LeetCode 1539. Kth Missing Positive Number

原题链接在这里：https://leetcode.com/problems/kth-missing-positive-number/description/

题目：

Given an array arr of positive integers sorted in a strictly increasing order, and an integer k.

Return the kth positive integer that is missing from this array.

Example 1:

Input: arr = [2,3,4,7,11], k = 5
Output: 9
Explanation: The missing positive integers are [1,5,6,8,9,10,12,13,...]. The 5th missing positive integer is 9.

Example 2:

Input: arr = [1,2,3,4], k = 2
Output: 6
Explanation: The missing positive integers are [5,6,7,...]. The 2nd missing positive integer is 6.

Constraints:

• 1 <= arr.length <= 1000
• 1 <= arr[i] <= 1000
• 1 <= k <= 1000
• arr[i] < arr[j] for 1 <= i < j <= arr.length

Follow up:

Could you solve this problem in less than O(n) complexity?

题解：

Assume x is the final result, from 1 to x, there are m numbers not missing.

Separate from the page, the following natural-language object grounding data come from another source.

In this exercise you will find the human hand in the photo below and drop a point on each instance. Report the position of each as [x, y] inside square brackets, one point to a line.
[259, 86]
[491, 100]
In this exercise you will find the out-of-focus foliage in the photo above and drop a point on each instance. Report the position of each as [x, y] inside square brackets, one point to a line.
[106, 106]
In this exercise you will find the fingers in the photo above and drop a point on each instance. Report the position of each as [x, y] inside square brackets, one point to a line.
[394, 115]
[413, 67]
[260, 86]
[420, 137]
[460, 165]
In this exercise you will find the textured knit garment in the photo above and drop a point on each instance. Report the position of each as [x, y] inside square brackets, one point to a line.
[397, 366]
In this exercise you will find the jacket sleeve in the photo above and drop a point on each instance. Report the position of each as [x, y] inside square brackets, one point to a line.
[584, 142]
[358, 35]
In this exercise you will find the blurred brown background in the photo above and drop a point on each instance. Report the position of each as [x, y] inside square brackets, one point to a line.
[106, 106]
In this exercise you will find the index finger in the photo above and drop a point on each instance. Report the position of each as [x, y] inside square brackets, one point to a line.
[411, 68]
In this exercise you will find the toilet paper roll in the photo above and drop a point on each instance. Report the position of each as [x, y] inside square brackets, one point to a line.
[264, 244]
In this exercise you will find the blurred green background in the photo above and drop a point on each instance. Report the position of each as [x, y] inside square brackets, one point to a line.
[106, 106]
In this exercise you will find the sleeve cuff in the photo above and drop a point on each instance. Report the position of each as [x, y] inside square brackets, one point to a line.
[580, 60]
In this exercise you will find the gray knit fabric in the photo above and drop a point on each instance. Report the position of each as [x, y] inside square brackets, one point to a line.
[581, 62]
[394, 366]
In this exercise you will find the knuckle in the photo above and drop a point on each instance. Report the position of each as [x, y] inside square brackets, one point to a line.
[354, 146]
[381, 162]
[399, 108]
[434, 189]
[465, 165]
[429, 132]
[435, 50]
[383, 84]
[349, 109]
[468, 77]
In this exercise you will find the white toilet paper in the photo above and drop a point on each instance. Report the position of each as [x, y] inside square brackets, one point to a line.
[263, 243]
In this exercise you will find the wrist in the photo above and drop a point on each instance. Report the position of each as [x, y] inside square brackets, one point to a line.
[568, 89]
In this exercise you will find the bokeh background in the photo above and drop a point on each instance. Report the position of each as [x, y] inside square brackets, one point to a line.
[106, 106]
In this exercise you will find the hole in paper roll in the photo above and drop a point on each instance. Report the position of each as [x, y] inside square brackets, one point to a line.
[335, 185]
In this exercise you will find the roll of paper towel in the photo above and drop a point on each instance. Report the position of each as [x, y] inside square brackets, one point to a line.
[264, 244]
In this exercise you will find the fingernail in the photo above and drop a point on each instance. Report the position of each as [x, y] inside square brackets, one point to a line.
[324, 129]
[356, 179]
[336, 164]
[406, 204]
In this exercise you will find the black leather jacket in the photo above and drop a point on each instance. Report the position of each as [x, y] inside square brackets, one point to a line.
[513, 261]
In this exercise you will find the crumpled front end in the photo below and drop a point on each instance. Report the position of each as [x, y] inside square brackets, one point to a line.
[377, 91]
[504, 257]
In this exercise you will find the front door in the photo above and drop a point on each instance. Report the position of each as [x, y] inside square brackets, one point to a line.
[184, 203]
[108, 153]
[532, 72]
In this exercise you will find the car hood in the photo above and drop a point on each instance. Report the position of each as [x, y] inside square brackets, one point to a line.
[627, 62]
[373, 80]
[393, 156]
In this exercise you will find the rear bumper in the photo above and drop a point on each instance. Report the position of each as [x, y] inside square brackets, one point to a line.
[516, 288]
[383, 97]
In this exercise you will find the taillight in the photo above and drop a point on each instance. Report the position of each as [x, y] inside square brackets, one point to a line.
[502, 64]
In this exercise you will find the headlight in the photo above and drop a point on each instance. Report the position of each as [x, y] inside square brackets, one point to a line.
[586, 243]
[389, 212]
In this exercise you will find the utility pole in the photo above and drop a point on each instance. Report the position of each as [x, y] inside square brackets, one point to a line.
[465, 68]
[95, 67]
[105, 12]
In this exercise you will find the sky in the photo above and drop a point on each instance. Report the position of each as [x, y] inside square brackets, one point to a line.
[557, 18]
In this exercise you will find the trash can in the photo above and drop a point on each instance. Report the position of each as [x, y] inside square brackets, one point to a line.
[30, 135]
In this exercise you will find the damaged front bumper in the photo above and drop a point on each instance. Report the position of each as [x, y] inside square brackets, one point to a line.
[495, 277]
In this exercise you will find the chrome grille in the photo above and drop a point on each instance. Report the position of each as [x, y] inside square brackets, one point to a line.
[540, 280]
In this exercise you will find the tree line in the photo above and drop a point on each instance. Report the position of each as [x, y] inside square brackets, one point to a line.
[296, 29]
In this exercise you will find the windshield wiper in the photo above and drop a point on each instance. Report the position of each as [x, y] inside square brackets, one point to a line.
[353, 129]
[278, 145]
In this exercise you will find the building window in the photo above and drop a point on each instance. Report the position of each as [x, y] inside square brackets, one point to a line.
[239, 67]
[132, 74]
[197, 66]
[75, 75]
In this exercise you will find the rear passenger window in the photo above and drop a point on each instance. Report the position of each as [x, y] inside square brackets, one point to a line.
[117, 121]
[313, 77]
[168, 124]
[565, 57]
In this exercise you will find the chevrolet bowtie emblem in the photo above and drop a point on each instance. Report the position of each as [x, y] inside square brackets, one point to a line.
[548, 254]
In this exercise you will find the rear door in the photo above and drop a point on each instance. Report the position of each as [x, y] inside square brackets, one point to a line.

Try to find the m position.

Use the binary search, arr[mid] - mid - 1 is the missing numbers up to index mid.

if it is smaller than k, than m must be on the right, l = mid + 1. 

else, than m could on the left including current m. r = m.

Note: initialize r as arr.length.

Time Complexity: O(logn). n = arr.length.

Space: O(1).

AC Java:

class Solution {
    public int findKthPositive(int[] arr, int k) {
        int l = 0;
        int r = arr.length;
        while(l < r){
            int mid = l + (r - l) / 2;
            if(arr[mid] - mid  - 1 < k){
                l = mid + 1;
            }else{
                r = mid;
            }
        }

        return l + k;
    }
}

类似Missing Element in Sorted Array.